The company behind USDT entered the market seeking $15–$20 billion in fresh capital through private placement, with advisors floating a valuation of $500 billion. That figure places it in the same league as OpenAI — and well above most of the world’s largest banks.
On the surface, the financial case holds weight.
Tether generated approximately $10 billion in profit last year. In Q2 2025 alone, it produced $4.9 billion. Its reserves are largely allocated to U.S. Treasury bills, while USDT supply has expanded to nearly $185 billion.
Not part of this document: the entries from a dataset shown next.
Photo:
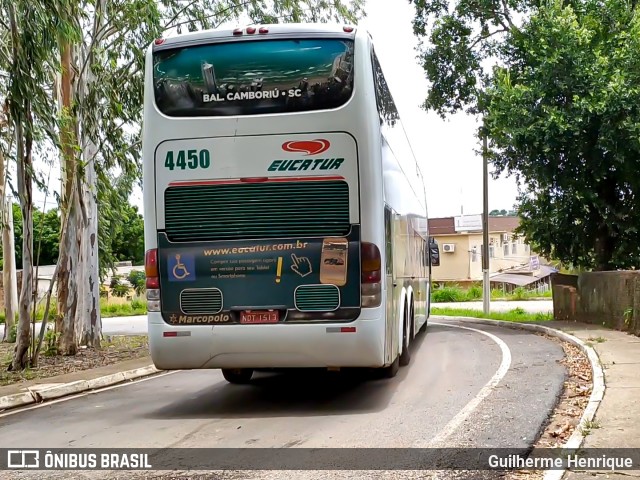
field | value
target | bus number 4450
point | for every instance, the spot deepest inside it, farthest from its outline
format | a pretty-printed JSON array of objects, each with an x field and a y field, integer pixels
[{"x": 188, "y": 158}]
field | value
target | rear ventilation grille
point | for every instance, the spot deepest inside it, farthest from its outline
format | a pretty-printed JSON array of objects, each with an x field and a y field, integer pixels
[
  {"x": 257, "y": 210},
  {"x": 207, "y": 301},
  {"x": 317, "y": 298}
]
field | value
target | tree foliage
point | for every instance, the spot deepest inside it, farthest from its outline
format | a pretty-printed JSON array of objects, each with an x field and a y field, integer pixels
[
  {"x": 72, "y": 74},
  {"x": 561, "y": 108}
]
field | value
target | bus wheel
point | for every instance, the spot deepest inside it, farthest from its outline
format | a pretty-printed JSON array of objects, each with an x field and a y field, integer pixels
[
  {"x": 405, "y": 357},
  {"x": 392, "y": 370},
  {"x": 237, "y": 375}
]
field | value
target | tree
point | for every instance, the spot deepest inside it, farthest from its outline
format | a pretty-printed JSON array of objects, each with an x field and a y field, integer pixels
[
  {"x": 9, "y": 274},
  {"x": 29, "y": 66},
  {"x": 560, "y": 109},
  {"x": 46, "y": 235}
]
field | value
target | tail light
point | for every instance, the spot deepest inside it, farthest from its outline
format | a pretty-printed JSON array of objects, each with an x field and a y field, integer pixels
[
  {"x": 152, "y": 280},
  {"x": 371, "y": 275}
]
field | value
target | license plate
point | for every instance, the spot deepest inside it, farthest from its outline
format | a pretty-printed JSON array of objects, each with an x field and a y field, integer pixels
[{"x": 259, "y": 316}]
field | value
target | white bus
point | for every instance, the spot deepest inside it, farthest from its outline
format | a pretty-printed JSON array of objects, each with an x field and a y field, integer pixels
[{"x": 285, "y": 213}]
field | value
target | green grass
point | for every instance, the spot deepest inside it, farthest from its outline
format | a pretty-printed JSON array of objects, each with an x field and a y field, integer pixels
[
  {"x": 449, "y": 294},
  {"x": 114, "y": 307},
  {"x": 515, "y": 315}
]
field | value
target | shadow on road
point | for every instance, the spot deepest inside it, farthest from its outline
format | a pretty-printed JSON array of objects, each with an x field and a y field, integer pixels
[{"x": 297, "y": 392}]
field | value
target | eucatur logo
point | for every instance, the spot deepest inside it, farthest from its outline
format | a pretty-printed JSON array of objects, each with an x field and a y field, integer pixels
[{"x": 310, "y": 147}]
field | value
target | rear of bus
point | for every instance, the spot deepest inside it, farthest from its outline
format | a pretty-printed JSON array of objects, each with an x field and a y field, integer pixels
[{"x": 261, "y": 249}]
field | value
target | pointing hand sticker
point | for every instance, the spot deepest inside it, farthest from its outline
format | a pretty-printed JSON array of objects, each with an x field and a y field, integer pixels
[{"x": 301, "y": 265}]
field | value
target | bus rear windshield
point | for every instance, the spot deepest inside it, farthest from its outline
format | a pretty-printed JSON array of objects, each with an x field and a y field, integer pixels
[{"x": 253, "y": 77}]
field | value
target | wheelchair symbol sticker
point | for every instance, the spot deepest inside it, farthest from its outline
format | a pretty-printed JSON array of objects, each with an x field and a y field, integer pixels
[{"x": 181, "y": 268}]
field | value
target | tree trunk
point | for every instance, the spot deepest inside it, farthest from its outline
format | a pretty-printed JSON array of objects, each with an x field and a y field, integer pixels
[
  {"x": 9, "y": 277},
  {"x": 90, "y": 327},
  {"x": 71, "y": 208},
  {"x": 68, "y": 278},
  {"x": 90, "y": 324}
]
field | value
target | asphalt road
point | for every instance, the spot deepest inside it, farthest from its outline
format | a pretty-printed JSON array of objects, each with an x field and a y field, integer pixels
[
  {"x": 137, "y": 325},
  {"x": 464, "y": 388}
]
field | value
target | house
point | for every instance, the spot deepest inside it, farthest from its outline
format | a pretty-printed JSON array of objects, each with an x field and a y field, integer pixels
[{"x": 512, "y": 263}]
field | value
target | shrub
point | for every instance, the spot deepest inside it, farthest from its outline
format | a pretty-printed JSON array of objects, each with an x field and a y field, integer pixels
[{"x": 448, "y": 294}]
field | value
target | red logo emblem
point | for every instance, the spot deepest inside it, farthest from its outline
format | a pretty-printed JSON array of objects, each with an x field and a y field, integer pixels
[{"x": 310, "y": 147}]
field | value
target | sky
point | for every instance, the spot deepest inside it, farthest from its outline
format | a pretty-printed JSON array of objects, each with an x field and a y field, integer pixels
[{"x": 444, "y": 148}]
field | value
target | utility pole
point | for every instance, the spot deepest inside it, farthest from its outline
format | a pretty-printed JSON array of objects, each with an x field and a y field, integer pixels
[{"x": 486, "y": 285}]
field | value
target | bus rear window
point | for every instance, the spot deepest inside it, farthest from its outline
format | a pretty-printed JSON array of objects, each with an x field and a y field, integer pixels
[{"x": 253, "y": 77}]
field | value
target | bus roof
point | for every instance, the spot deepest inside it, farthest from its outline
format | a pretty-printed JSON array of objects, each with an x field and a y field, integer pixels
[{"x": 257, "y": 31}]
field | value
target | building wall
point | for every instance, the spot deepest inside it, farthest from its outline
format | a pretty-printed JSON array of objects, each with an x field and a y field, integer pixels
[
  {"x": 465, "y": 263},
  {"x": 453, "y": 266}
]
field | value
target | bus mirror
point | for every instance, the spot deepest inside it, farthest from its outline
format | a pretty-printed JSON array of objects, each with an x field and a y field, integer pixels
[{"x": 434, "y": 252}]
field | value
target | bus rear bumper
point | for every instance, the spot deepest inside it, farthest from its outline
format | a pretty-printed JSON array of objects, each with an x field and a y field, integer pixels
[{"x": 355, "y": 344}]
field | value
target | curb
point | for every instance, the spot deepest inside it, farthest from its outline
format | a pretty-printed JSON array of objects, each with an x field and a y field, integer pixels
[
  {"x": 577, "y": 438},
  {"x": 38, "y": 396}
]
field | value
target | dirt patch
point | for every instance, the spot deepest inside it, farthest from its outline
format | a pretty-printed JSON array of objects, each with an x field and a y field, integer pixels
[
  {"x": 571, "y": 405},
  {"x": 114, "y": 349}
]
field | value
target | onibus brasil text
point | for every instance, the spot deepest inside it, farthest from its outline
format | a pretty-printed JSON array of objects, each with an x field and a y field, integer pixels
[{"x": 73, "y": 460}]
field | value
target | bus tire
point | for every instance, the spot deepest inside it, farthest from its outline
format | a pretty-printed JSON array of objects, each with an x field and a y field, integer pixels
[
  {"x": 392, "y": 370},
  {"x": 238, "y": 376},
  {"x": 405, "y": 356}
]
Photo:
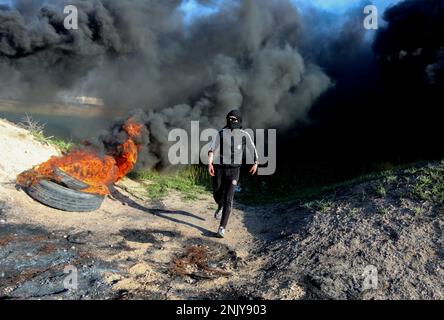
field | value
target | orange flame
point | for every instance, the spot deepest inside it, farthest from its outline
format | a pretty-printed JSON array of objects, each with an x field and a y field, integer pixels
[{"x": 97, "y": 171}]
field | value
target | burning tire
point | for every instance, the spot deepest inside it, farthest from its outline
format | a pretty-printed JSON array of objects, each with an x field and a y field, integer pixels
[{"x": 62, "y": 198}]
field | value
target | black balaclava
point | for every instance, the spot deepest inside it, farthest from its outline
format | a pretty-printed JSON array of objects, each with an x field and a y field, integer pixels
[{"x": 234, "y": 125}]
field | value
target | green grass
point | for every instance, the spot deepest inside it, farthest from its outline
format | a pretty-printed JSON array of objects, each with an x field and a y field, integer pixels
[
  {"x": 429, "y": 185},
  {"x": 187, "y": 182},
  {"x": 36, "y": 129}
]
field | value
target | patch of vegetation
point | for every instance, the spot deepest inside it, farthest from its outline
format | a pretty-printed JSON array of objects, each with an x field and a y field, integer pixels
[
  {"x": 380, "y": 190},
  {"x": 36, "y": 129},
  {"x": 383, "y": 210},
  {"x": 323, "y": 205},
  {"x": 186, "y": 181},
  {"x": 429, "y": 185}
]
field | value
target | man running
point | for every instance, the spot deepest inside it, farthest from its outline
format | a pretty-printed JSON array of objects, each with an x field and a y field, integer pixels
[{"x": 224, "y": 162}]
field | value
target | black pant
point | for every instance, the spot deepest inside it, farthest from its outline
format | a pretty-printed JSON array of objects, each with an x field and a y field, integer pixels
[{"x": 224, "y": 186}]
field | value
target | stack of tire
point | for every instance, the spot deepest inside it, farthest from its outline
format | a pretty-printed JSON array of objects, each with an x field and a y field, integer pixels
[{"x": 65, "y": 194}]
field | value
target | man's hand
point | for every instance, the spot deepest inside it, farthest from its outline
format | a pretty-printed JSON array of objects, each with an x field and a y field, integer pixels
[
  {"x": 211, "y": 170},
  {"x": 253, "y": 169}
]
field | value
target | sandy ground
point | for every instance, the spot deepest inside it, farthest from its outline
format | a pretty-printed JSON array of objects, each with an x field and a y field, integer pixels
[
  {"x": 138, "y": 239},
  {"x": 134, "y": 248},
  {"x": 20, "y": 151}
]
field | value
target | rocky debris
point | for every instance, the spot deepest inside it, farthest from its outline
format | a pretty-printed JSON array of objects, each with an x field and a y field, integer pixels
[
  {"x": 377, "y": 240},
  {"x": 36, "y": 264}
]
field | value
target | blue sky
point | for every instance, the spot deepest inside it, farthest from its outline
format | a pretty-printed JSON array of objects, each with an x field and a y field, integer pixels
[{"x": 192, "y": 8}]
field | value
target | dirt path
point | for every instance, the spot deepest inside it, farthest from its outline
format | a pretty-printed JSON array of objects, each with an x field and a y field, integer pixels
[
  {"x": 130, "y": 248},
  {"x": 137, "y": 243}
]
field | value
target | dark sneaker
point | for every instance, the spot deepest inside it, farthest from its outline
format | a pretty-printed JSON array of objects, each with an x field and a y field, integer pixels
[
  {"x": 221, "y": 232},
  {"x": 218, "y": 213}
]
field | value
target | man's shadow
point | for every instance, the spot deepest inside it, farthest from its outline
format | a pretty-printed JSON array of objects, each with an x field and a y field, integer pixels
[{"x": 116, "y": 195}]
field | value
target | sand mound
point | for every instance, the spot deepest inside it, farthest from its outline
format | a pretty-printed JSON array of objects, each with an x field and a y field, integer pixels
[{"x": 19, "y": 151}]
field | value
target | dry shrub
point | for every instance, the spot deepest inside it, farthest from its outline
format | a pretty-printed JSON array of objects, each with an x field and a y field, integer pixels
[{"x": 194, "y": 259}]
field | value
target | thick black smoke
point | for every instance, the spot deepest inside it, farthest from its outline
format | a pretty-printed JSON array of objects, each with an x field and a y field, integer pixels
[
  {"x": 140, "y": 54},
  {"x": 367, "y": 96},
  {"x": 386, "y": 103}
]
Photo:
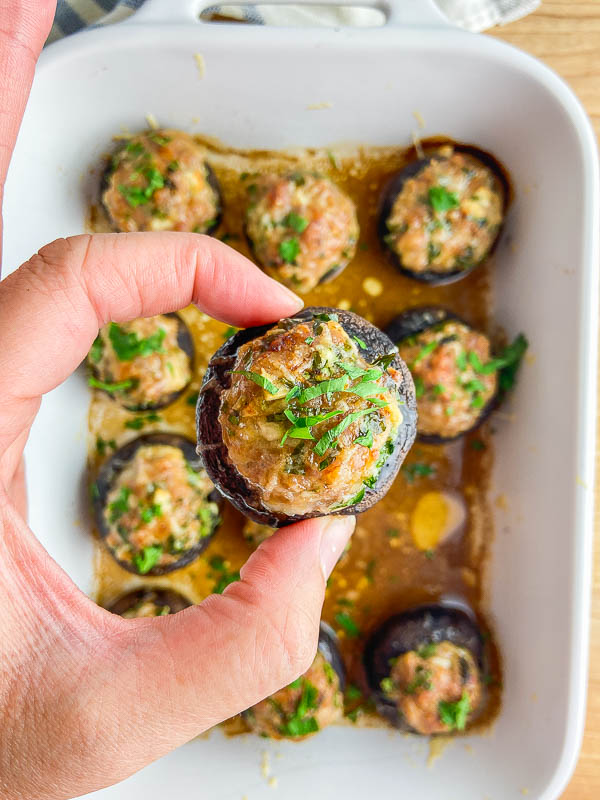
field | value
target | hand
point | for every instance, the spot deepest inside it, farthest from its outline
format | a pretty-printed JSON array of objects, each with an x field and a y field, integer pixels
[{"x": 86, "y": 697}]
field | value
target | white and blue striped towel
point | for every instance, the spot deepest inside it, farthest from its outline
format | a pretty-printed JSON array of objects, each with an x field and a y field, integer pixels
[{"x": 475, "y": 15}]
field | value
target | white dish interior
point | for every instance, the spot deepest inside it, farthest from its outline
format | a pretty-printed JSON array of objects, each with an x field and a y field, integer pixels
[{"x": 256, "y": 92}]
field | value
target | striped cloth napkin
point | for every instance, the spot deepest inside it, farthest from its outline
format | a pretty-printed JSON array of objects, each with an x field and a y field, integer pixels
[{"x": 474, "y": 15}]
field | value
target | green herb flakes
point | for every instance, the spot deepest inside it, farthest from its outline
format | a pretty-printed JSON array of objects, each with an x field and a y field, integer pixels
[
  {"x": 127, "y": 344},
  {"x": 148, "y": 558},
  {"x": 454, "y": 715},
  {"x": 289, "y": 250}
]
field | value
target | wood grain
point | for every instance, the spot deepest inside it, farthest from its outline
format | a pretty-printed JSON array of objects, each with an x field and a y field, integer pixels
[{"x": 566, "y": 36}]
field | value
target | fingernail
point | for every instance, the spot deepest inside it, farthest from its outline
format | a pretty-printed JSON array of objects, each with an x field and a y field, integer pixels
[{"x": 335, "y": 537}]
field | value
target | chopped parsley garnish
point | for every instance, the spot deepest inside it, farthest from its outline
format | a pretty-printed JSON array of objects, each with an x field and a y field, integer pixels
[
  {"x": 120, "y": 506},
  {"x": 148, "y": 558},
  {"x": 150, "y": 512},
  {"x": 454, "y": 715},
  {"x": 102, "y": 445},
  {"x": 385, "y": 361},
  {"x": 120, "y": 386},
  {"x": 301, "y": 426},
  {"x": 508, "y": 362},
  {"x": 289, "y": 250},
  {"x": 366, "y": 439},
  {"x": 128, "y": 345},
  {"x": 417, "y": 470},
  {"x": 422, "y": 680},
  {"x": 259, "y": 380},
  {"x": 302, "y": 722},
  {"x": 353, "y": 692},
  {"x": 347, "y": 624},
  {"x": 323, "y": 387},
  {"x": 138, "y": 195},
  {"x": 221, "y": 574},
  {"x": 295, "y": 222},
  {"x": 440, "y": 199},
  {"x": 326, "y": 441},
  {"x": 96, "y": 349}
]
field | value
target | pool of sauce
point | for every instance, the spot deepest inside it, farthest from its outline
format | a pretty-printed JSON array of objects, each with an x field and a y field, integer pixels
[{"x": 383, "y": 572}]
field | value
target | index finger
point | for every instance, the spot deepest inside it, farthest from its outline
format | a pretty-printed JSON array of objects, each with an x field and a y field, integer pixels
[
  {"x": 54, "y": 304},
  {"x": 25, "y": 26}
]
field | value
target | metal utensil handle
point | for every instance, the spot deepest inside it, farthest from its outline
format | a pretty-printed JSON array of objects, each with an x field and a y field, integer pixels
[{"x": 398, "y": 12}]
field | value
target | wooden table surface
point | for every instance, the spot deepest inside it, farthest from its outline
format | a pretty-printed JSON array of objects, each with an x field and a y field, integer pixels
[{"x": 566, "y": 35}]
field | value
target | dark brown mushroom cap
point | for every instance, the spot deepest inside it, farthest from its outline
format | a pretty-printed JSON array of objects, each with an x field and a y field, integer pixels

By pure earnings logic, this is a business that prints cash at a scale few Wall Street firms can match.
But the market pushed back.
By early 2026, the capital raise had been quietly revised down to roughly $5 billion. The $500 billion valuation proved aspirational, not actionable — exposing a gap between internal conviction and external validation.
That gap is not about profitability.
It is about trust.
For years, Tether has operated without a full independent audit. Its reserves have been attested, scrutinized, defended, and repeatedly questioned across multiple market cycles. Now, the company has engaged KPMG to conduct its first complete financial audit — a significant and overdue shift as it prepares for deeper entry into the U.S. market.
Because scale alone is no longer enough.
Institutional capital requires credibility.
And timing matters.
U.S. stablecoin regulation is advancing. Meanwhile, Circle — issuer of USDC — went public earlier this year at an $18 billion valuation, surging more than 160% post-listing.
Circle is smaller. It generates less profit. But it carries something Tether does not fully command yet: regulatory trust.
That comparison is the real benchmark.
Not OpenAI.
The outcome of Tether’s audit — and the direction of U.S. regulation — will define what comes next.
Either the company reopens the valuation conversation from a position of institutional strength,
or it continues operating in a space where profitability leads,
but legitimacy lags.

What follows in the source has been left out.